As with the entire record, the demo process for this song began in GarageBand, working as though she were building a song with her unplugged electric guitar. “I just started plugging it into my computer and recording it and then adding a drum track and then adding synth lines. I wasn’t even using a real keyboard, and I didn’t actually know what I was doing,” she says.
It sounded cool, though. Yet in the song’s early form, it was “actually the weakest [song]. It wasn’t hitting the way I wanted it to.” To get some feedback, she sent the bare bones over to her guitarist and frequent collaborator Steph Curran, who “added some really cool synth lines in the background that really drove it. I really wanted it to be spooky and have kind of a ‘game over’ noise in the beginning and at the end.”

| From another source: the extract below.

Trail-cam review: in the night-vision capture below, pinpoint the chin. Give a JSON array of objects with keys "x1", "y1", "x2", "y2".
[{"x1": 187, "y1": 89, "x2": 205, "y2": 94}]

Drummer Ryan Manning then took a turn to layer on that bottle-rocket-emitting drum kit and percussion. “He’s the hardest hitter, and that’s what that song really needed — to have that momentum behind it,” she says. “It’s my favorite song on the album.”
Blue Hour is far more than a career game changer for Carissa Johnson. It’s a life preserver tossed out into raging waters during one of the most trying times of her life. While navigating a new kind of isolation, she learned to cherish the people in her life far more than she had previously. She also dove into self-help books and started “learning about energy and physics. I’m pretty obsessed with manifestation and quantum physics,” she says. “I had to refocus. I was really feeling scattered and doing so much at once.”
Now, she’s blossomed into a vibrant, passionate human being and further learned “to do the things that really matter,” understanding “my space is worth protecting. I’m worthy of all these things. I was feeling down on myself and not feeling like I was where I wanted to be, from not being able to actually progress in the same ways that I knew.”
With Blue Hour‘s release, she barrels forward with renewed energy. “There have been a lot of moments where I’ve gotten kicked down and had to face a lot of things,” she says. “I’m gonna come out of this and make something better from it. That’s the reason I write and play music, and to hopefully help other people who are going through the same thing. I think that’s where this album was really born from — just wanting to continue doing that and create something great from all the difficulties of the last year.”